Al momento non c’è alcuna trattativa fra il governo italiano e la Commissione europea sulla manovra economica. Il clima si è deteriorato. Ed una eventuale riapertura del dialogo è rinviata a dopo che la Commissione, mercoledì, avrà espresso il suo giudizio definitivo sul disegno di legge di Bilancio dell’Italia. La Commissione confermerà la bocciatura della manovra presentata dal governo Conte, ponendo così le premesse per l’avvio della «procedura d’infrazione» per violazione della regola del debito. Che tuttavia la Commissione dovrebbe formalmente proporre solo dopo che il disegno di legge di Bilancio sarà stato approvato (entro il 31 dicembre 2018) da Camera e Senato. Anche se non è escluso che mercoledì Bruxelles lanci un warning, un avvertimento cioè al nostro Paese, preannunciando appunto l’apertura a gennaio della procedura (c’è una riunione dell’Ecofin il 22 gennaio che potrebbe approvare la decisione) nel caso la manovra non cambi durante l’esame in Parlamento. C’è quindi ancora un mese per evitare che la situazione precipiti.
Ma quali concessioni potrebbe fare l’esecutivo Conte? Il vicepremier Di Maio, ieri nell’intervista al Corriere, ha prospettato «clausole di salvaguardia che mettano al riparo dallo sforamento del deficit» del 2,4% del Pil nel 2019 e ha ricordato i passi già fatti, con i documenti inviati al ministro dell’Economia, Giovanni Tria, a Bruxelles il 13 novembre: privatizzazioni del patrimonio pubblico del valore di un punto di Pil all’anno, circa 17 miliardi, il che farebbe scendere più rapidamente il debito pubblico che, sempre in rapporto al Pil, passerebbe così dal 131,2% del 2017 al 126% nel 2021. I collaboratori di Tria, confermano che il 2,4% è invalicabile e che per garantire questo tetto il monitoraggio sulla spesa sarà costante e su tutte le voci, compresi il reddito di cittadinanza e quota 100 sulle pensioni. Ma Bruxelles ritiene insufficienti questi passi perché è l’impianto stesso della manovra, secondo la Commissione, che non sta in piedi, poggiando su stime di crescita non credibili, ancora di più dopo i dati sul Pil tedesco che, nel terzo trimestre di quest’anno, è risultato in calo dello 0,2%, il primo dopo tre anni e mezzo di crescita.
Ma al di là della distanza tecnica che separa la posizione italiana da quella della Commissione, ce n’è una politica senza precedenti, che rischia di rendere impossibile il compromesso. Il clima è stato avvelenato dagli scambi di accuse tra Roma e Bruxelles, con attacchi da entrambe le parti, anche di tipo personale fra il presidente della Commissione, singoli commissari e i due vicepremier Salvini e Di Maio. E le offerte di dialogo degli ultimi giorni avanzate dall’Italia appaiono tardive. Come il tentativo del premier Conte di avocare a sé la trattativa, tanto che non si parla più dell’incontro con il presidente della Commissione Juncker, annunciato da Conte.

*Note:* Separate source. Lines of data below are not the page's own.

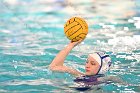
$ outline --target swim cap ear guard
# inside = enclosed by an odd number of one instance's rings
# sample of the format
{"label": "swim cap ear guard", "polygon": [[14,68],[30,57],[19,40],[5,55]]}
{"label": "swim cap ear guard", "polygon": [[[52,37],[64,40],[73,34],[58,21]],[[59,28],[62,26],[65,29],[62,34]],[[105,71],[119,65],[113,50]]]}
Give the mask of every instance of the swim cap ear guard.
{"label": "swim cap ear guard", "polygon": [[111,58],[109,55],[105,54],[104,52],[95,52],[90,54],[100,65],[100,68],[96,74],[105,74],[109,71],[110,66],[112,64]]}

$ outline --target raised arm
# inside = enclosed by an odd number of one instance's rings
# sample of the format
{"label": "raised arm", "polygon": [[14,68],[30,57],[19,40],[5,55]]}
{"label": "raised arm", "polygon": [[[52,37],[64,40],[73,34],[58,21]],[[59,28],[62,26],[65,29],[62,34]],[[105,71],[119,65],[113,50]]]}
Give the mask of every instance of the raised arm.
{"label": "raised arm", "polygon": [[78,42],[70,42],[63,50],[61,50],[57,54],[57,56],[51,62],[49,68],[52,71],[67,72],[67,73],[70,73],[73,75],[83,75],[83,73],[64,65],[64,61],[65,61],[65,58],[67,57],[67,55],[81,41],[82,40],[80,40]]}

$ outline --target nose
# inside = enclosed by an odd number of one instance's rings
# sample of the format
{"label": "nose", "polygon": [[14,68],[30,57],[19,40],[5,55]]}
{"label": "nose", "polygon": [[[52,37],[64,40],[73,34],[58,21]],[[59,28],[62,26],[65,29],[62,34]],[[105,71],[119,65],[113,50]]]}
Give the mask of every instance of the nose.
{"label": "nose", "polygon": [[89,62],[86,63],[86,68],[89,68],[90,67],[90,64]]}

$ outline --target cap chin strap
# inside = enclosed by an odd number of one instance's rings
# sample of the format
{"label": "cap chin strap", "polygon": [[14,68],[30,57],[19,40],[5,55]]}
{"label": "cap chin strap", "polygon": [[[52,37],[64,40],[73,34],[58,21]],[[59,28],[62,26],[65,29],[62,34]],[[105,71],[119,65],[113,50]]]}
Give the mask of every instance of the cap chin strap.
{"label": "cap chin strap", "polygon": [[[97,53],[97,52],[96,52],[96,53]],[[102,68],[102,65],[103,65],[103,59],[106,58],[106,57],[109,57],[109,55],[105,55],[105,56],[102,56],[102,57],[101,57],[99,53],[97,53],[97,54],[98,54],[99,57],[101,58],[101,65],[100,65],[100,68],[99,68],[98,72],[97,72],[95,75],[99,74],[99,72],[100,72],[100,70],[101,70],[101,68]]]}

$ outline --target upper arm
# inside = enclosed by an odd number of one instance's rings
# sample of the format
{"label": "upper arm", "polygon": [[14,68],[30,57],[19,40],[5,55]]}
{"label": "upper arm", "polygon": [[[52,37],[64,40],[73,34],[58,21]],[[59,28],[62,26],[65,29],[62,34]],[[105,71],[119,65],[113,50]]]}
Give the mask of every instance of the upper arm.
{"label": "upper arm", "polygon": [[51,66],[49,68],[52,71],[66,72],[66,73],[70,73],[70,74],[73,74],[73,75],[76,75],[76,76],[84,75],[83,73],[77,71],[76,69],[72,69],[72,68],[67,67],[67,66]]}

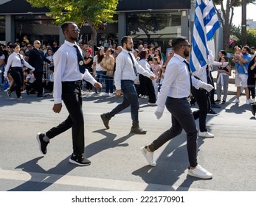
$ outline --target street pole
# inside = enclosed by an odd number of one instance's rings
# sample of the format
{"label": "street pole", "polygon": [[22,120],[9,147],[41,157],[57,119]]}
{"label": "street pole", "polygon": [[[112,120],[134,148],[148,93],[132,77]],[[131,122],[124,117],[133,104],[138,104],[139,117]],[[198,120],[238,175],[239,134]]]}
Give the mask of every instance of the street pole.
{"label": "street pole", "polygon": [[242,46],[246,45],[246,4],[247,0],[242,0]]}

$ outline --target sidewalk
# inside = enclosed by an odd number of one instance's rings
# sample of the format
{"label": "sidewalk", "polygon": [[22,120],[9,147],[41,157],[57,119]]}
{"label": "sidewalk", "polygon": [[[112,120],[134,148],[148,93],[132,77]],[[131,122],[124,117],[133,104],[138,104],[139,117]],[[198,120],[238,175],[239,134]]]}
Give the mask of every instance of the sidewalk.
{"label": "sidewalk", "polygon": [[[212,71],[212,76],[213,77],[214,84],[215,85],[216,89],[216,82],[217,82],[217,74],[218,71]],[[229,90],[228,90],[228,94],[229,95],[235,95],[236,94],[236,86],[235,85],[235,70],[231,71],[231,76],[229,76]]]}

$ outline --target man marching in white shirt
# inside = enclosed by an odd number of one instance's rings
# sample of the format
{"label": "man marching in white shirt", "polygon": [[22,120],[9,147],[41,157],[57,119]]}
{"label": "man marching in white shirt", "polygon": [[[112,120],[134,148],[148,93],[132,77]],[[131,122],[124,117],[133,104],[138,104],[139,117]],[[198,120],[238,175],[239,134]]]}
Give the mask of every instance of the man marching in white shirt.
{"label": "man marching in white shirt", "polygon": [[[89,166],[91,161],[83,156],[84,153],[84,121],[82,110],[82,79],[93,85],[97,89],[102,85],[98,83],[86,69],[81,73],[80,67],[84,68],[83,61],[78,61],[82,51],[76,43],[80,29],[73,22],[65,22],[61,26],[66,40],[54,55],[55,77],[53,85],[54,105],[52,110],[59,113],[62,108],[62,101],[69,113],[67,118],[58,126],[52,127],[45,134],[38,132],[36,138],[39,149],[46,154],[46,146],[49,140],[67,129],[72,129],[73,153],[69,162],[80,166]],[[80,54],[78,53],[80,52]]]}
{"label": "man marching in white shirt", "polygon": [[174,55],[166,68],[165,81],[156,101],[156,118],[162,117],[165,105],[172,115],[172,127],[150,145],[141,148],[141,151],[148,163],[156,166],[153,152],[167,141],[178,136],[184,129],[187,133],[187,149],[189,159],[188,175],[201,179],[211,179],[212,174],[197,163],[196,125],[192,114],[187,97],[190,94],[191,86],[199,89],[203,88],[210,91],[213,87],[196,79],[190,74],[185,58],[189,56],[190,45],[185,37],[176,37],[172,40]]}

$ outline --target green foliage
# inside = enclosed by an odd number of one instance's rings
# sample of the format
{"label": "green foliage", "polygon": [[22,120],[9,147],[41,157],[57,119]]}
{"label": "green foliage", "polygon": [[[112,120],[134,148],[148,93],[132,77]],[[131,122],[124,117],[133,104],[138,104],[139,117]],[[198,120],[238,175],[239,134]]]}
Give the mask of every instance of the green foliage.
{"label": "green foliage", "polygon": [[[242,4],[243,0],[229,0],[229,4],[232,4],[233,7],[240,7]],[[223,2],[223,0],[212,0],[213,3],[216,5],[219,5]],[[255,4],[255,0],[247,0],[247,4]]]}
{"label": "green foliage", "polygon": [[77,24],[87,21],[91,27],[103,24],[112,23],[113,15],[117,7],[118,0],[27,0],[35,7],[49,8],[47,14],[60,24],[66,21]]}
{"label": "green foliage", "polygon": [[[231,35],[235,37],[237,39],[236,45],[241,45],[241,27],[232,25],[231,29]],[[247,29],[246,31],[246,41],[249,47],[256,47],[256,29]]]}

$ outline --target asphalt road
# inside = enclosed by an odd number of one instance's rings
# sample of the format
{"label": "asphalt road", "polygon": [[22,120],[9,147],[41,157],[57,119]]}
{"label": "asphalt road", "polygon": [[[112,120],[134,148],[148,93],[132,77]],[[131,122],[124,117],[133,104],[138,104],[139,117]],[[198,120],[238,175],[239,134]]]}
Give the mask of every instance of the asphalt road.
{"label": "asphalt road", "polygon": [[[14,95],[14,94],[13,94]],[[160,120],[155,107],[139,99],[140,126],[147,135],[130,134],[129,109],[114,117],[105,129],[100,117],[122,101],[120,97],[83,98],[86,125],[85,154],[91,161],[86,167],[69,163],[72,152],[71,130],[51,140],[43,156],[35,139],[67,116],[65,107],[52,112],[52,97],[35,95],[18,102],[0,91],[0,191],[253,191],[256,190],[255,118],[250,106],[232,104],[233,95],[218,116],[207,116],[207,127],[214,138],[198,138],[198,163],[213,174],[210,180],[187,174],[186,135],[179,136],[155,152],[158,166],[147,164],[139,149],[170,127],[167,110]],[[192,110],[195,110],[193,107]],[[198,121],[197,121],[198,124]]]}

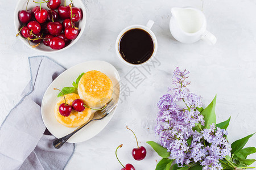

Mercoledì, dopo la conferma della bocciatura della manovra, la palla tornerà nella metà campo italiana e la squadra di governo dovrà decidere se mantenere la linea attuale andando così incontro alla procedura d’infrazione, negativa sotto tutti i punti di vista (rischio sui mercati; richiesta di manovra aggiuntiva da parte della Ue; pericolo di sanzioni) oppure se correggere la manovra, intervenendo in particolare sulle due misure che più allarmano Bruxelles, cioè il reddito di cittadinanza e quota 100 sulle pensioni, i cui provvedimenti di legge non sono stati ancora presentati dal governo.
Il ministro dell’Economia, Giovanni Tria, ha più volte detto che uno spread sui livelli attuali (300 punti base in più di interesse sui Btp rispetto ai Bund tedeschi) non è sostenibile a lungo. L’impressione è che dopo mercoledì sarà l’ora dei mediatori con Bruxelles: dallo stesso Tria al ministro degli Esteri Moavero (entrambi avrebbero voluto un deficit non oltre il 2%) al sottosegretario Giorgetti. Salvini e Di Maio permettendo.